From: Wessely, Simon
Sent: 15 December 2012 10:02
To: MAR, Countess
Subject: your letter.
Dear Lady Mar
Thank you for your last letter and the accompanying clarification. I am happy to confirm that I am in agreement that you may publish this correspondence where you see fit.
Now let me address the specific question that you ask. As a part of a programme of research over many years, colleagues and I have shown that perpetuating factors are different from those that trigger the illness. So, when you ask "do you still believe that ME/CFS is "perpetuated predominantly by dysfunctional beliefs and coping behaviours"? my answer is that I think the evidence is compelling that symptoms, disability and distress can indeed be perpetuated by what people believe about their illness and how they manage it. This is true of very many disorders, and says little about what causes illness, but about why some people improve more than others. Turning to CFS I say to patients that having this illness is like being given a certain hand of cards. With that hand, there are better and worse ways of playing the hand. What we can do is help you play that hand better.
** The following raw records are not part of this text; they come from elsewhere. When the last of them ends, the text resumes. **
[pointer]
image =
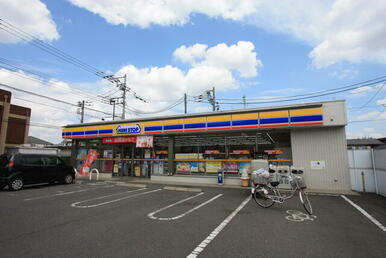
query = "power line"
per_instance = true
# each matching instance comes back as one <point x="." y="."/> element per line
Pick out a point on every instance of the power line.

Continuing the analogy I often add that what we can't do at the moment is give you a new set of cards. And so I say that in my opinion as a researcher and clinician, either CBT or GET are the two ways in which we can currently help you. I share with them that these are currently the best treatments that we have, that they are not perfect, but are safe, and that if it was me, I would try one or the other, but of course it is their choice. This view says nothing about what causes the illness, but speaks to how we can best help patients improve their quality of life now.
In clinical practice I repeatedly see that this approach helps patients. Since there are no other treatments currently available that have been reliably and repeatedly shown to be both safe and effective, I think that opposing their use is unhelpful to patients and their families. And for avoidance of doubt, and mindful of the communication error with which we began this exchange, may I make it clear that I know that you are not one of those who have opposed making CBT available within the NHS to assist CFS sufferers improve their quality of life, and have indeed supported this. I do believe that this is an area in which there is indeed common ground between us. Likewise, your recent raising in the Upper House concerns about the clinical networks that were established by the last CMO in 2008 but whose future is now in doubt reflects similar concerns that are held by the vast majority of NHS clinicians working in this field and will no doubt be appreciated by patients and practitioners alike.
So this is what I tell patients about CBT and GET at the moment. Like any decent doctor, I will change my views and hence advice when the evidence changes - for example when a different treatment approach proves to be as safe but more effective than either CBT or GET , and indeed would be delighted to so.
Professor Simon Wessely
King's College London.
From: MAR, Countess
Sent: 17 December 2012 12:03
To: 'Wessely, Simon'
Subject: RE: your letter.
Dear Professor Wessely
Thank you for your letter of 15 December 2012.
I have read your letter several times and it is still not clear to me whether you believe that ME/CFS can be reversed fully by CBT or GET, as set out in the models described in the PACE trial, published in the Lancet in February 2011, or whether you consider them to be palliative interventions only, to be offered in the hope that they will increase functionality.
You may recall from the Lancet report:
CBT was done on the basis of the fear avoidance theory of chronic fatigue syndrome. This theory regards chronic fatigue syndrome as being reversible and that cognitive responses (fear of engaging in activity) and behavioural responses (avoidance of activity) are linked and interact with physiological processes to perpetuate fatigue.
GET was done on the basis of deconditioning and exercise intolerance theories of chronic fatigue syndrome. These theories assume that the syndrome is perpetuated by reversible physiological changes of deconditioning and avoidance activity.
There is abundant evidence on the record that you did believe ME/CFS to be a somatoform disorder. Is this still the case?
I look forward to a definitive answer.